Hükümetin İzmir tutumu nasıl. Partinizden “ Hükümet İzmir’e şaşı bakıyor” eleştirileri geliyor. Hükümet şaşı bakamıyor kör bakıyor. Gelen adamları küfür ediyor. İzmir’in farkı onları ürkütüyor. İzmir onların yüreklerinde bir karanlık bölge …İzmir’de istediklerini yapamıyorlar. İzmir’de istedikleri istismarı yapamıyorlar. Başbakanlık ofisi açtılar. O ofisin nerede olduğunu bilmiyordur Başbakan…İzmir’e soğuklar. Yaşam biçimini düşünceyi hedef alıyorlar. Bu kent Akdeniz’in birinci kenti ekonomisiyle insanlarıyla dünyanın sayılı kentlerinden…Bu kenti iyi anlamak lazım. Bu kent ülkeye ve dünyaya model olacak. Seferihisar’da bir liman ve 5 milyon metrekarelik bir sera olgusunun katacağı şey, Avrupa’nın bütün yaş meyve sebze ihracatını yaparsınız. Hem de doğal tarımla.

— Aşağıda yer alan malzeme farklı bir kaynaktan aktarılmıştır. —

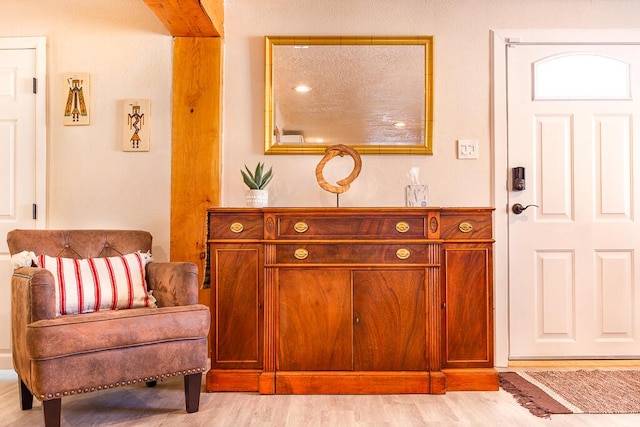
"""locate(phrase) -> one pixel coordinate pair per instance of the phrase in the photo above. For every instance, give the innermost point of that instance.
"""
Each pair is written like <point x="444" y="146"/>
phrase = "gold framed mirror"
<point x="374" y="94"/>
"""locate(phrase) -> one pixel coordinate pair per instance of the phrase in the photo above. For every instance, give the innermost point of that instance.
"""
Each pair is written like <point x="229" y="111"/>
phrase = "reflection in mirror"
<point x="373" y="94"/>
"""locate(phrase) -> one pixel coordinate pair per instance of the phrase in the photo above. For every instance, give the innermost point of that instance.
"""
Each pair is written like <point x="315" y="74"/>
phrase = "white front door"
<point x="574" y="288"/>
<point x="21" y="158"/>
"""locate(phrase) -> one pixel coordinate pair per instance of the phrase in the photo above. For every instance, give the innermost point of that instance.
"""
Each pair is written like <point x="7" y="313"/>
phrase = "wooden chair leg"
<point x="26" y="398"/>
<point x="51" y="410"/>
<point x="192" y="384"/>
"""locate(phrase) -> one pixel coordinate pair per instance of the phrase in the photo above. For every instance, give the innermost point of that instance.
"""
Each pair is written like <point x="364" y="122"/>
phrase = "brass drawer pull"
<point x="236" y="227"/>
<point x="301" y="227"/>
<point x="465" y="227"/>
<point x="301" y="253"/>
<point x="402" y="227"/>
<point x="403" y="253"/>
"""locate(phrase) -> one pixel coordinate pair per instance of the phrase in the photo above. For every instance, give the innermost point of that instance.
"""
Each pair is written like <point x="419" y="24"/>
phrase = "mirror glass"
<point x="373" y="94"/>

“İzmir CHP’nin kalesi” deniyor. Bu ipotek koyma değil mi' Yo ben demiyor bunu…Anakara ‘da Melih Gökçek belediye başkanı seçiliyor diye dört dönem Ankara AKP’nin kalesi mi oluyor. İzmir kimsenin kalesi değil. Kendisi kale. Bu kent, gelen herkesi kendisinden bir parça haline getiriyor. Bu çok önemli. Kim olursanız olun nereden gelirseniz gelin İzmir’in bir parçası oluyorsunuz. İzmirli olmuyorsunuz. Bana enişte diyorlar. Ben daha öteyim içgüveysiyim diyorum.
Kentte seçim atmosferi nası? Geçmiş yıllara göre heyecan biraz düşük' Alanda çok heyecan var ama rakibimiz yok. Rakibimizin bir kalite göstergesi yok. Sizinle televizyona çıkmıyor. Polemiğe giriyorsunuz küfür ediyor. Şimdi gelmiş karşıdan birinci sıra adayı İbrahim Turhan. İzmir borsasını İstanbul’a taşımışsın İzmir’e hizmet edeceğim diyorsun. Böyle politika olmaz. Bakan devletin olanaklarını kullanarak cirit atıyor. Söylediklerinin tamamı yanlış gerçek değil. Onu yaptım bunu yaptım diyorlar. Damlacık mahallesi ne olacak. Oradaki yağmayı kim durduracak.Kente ne verdiler. Tartışamıyoruz, konuşamıyoruz, ne yapacağız. Alkışlıyoruz. Alkışlıyoruz gidecekler.
7 Haziran da nasıl bir tablo ortaya çıkacak' Türkiye’de birinci parti olacağız. İzmir’de AKP ya ikinci ya üncü parti olacak. İzmir’de 28’in altında oy alacaklar. Biz de 60 alacağız. İzmir’i bu kadar aşağılayan hakaret edenlere İzmirli dersini verecektir.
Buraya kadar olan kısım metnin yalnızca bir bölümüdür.